Et la productrice, rassurée par les contacts qu'elle a établis à Cannes et par l'intérêt qu'elle a ressenti pour son film, n'omet pas de préciser que Vega Film espère trouver un partenaire français.

«Si même le Festival de Cannes a présenté en ouverture un thriller, je suis certaine que notre projet peut conquérir le public français», conclut Katerina Mikhailova.

Artem Vitkine, de «Revoluzzia Film», et le film fantastique «La Flamme»

Les amateurs du théâtre en Russie connaissent bien cette histoire, mise en scène à Saint-Pétersbourg en 2016 par Valeri Fokine. Maintenant, l'illustre metteur en scène revêt une fois de plus son costume de réalisateur pour projeter cette histoire, inventée par son fils Kirill, sur grand écran. Une grande fresque dystopique attend le spectateur dans «La Flamme» («Ogon», en russe): dans la relation secrète et durable entre l'Humanité et un Esprit extraterrestre puissant germe un conflit qui menace la Terre d'apocalypse. Seul un expert en extraterrestres de l'Onu, qui connaît leur vraie nature, peut trouver une issue au conflit entre ces êtres et les humains et sauver le monde.

Pour Artem Vitkine, Directeur général du “Revoluzzia Film”, la participation au Producers Network à Cannes est une possibilité de donner un coup de pouce au projet


«Pour nous, ce projet est une chance de faire un film épique sur l'arrivée des extraterrestres, mais vu à travers le prisme du cinéma d'auteur, dans la pure tradition des films de Tarkovski», s'enthousiasme Artem Vitkine au micro de Sputnik.

Quand la blockchain donne un coup de pouce... digital au septième art
Pour le jeune directeur général de l'entreprise de production «Revoluzzia Film», le film, tout en parlant d'apocalypse et de menace extraterrestre, «met au centre de son attention l'Homme, qui se retrouve face au pouvoir, qui ne veut pas abandonner ses petits intérêts au nom du bonheur de l'humanité». Mais ce n'est pas pour autant une cause perdue, puisqu'il y a «cet homme prêt à s'oublier au nom de l'intérêt de tous»
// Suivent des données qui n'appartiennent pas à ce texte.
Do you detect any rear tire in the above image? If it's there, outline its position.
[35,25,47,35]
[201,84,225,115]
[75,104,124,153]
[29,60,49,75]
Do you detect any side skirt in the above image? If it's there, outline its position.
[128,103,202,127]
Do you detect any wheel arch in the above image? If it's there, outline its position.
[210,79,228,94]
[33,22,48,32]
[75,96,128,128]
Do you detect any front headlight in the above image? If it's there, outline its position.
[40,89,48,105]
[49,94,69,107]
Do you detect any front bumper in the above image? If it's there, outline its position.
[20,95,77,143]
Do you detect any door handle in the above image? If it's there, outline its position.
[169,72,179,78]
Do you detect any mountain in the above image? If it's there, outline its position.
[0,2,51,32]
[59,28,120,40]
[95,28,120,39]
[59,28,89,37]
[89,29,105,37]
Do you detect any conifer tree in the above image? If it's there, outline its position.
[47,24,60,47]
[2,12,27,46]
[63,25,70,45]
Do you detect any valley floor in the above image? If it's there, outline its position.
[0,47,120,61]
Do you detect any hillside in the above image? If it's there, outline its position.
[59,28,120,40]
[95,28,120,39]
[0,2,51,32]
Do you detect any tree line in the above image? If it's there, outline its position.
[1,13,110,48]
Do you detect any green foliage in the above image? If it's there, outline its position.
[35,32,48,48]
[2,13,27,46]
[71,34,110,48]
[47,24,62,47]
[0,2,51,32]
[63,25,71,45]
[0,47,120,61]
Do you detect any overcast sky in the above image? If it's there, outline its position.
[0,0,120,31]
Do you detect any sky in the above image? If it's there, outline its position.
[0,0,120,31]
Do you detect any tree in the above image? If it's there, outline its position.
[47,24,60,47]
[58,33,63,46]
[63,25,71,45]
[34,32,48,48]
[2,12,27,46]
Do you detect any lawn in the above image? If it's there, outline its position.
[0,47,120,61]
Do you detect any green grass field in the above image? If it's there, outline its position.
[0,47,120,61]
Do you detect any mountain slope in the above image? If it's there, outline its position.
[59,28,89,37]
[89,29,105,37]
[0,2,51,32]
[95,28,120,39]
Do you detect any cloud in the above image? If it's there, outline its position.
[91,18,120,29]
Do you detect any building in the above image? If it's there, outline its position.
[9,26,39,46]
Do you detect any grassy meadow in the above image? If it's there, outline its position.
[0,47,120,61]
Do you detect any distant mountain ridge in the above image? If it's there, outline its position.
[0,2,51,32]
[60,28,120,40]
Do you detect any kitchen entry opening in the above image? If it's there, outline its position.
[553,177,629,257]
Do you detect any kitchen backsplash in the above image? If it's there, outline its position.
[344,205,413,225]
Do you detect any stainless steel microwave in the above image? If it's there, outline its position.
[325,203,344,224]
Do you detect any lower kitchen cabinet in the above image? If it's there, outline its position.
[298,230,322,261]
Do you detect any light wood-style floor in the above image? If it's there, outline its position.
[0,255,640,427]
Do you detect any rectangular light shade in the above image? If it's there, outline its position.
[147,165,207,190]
«Le message principal de notre film est: quoi qu'il se passe autour de nous, quelle que soit l'apocalypse qui nous menace, chaque homme a le choix,» assure Artem Vitkine.

Le sujet du livre, épique et global, ne pouvait pleinement être mis en valeur dans le cadre étroit d'une scène de théâtre et la production de «La Flamme» se veut d'envergure et «globale», avec un tournage à travers le monde, en Russie, aux États-Unis, au Japon et à Londres.

«C'est bien la raison de notre présence à Cannes: il est difficile de monter un projet si important sans partenariat international, confie à Sputnik Artem Vitkine. Notre deuxième objectif est de trouver pour ce projet une vedette internationale, pour donner un visage connu au film.»

Sputnik France est partenaire média du Pavillon russe du Festival de Cannes.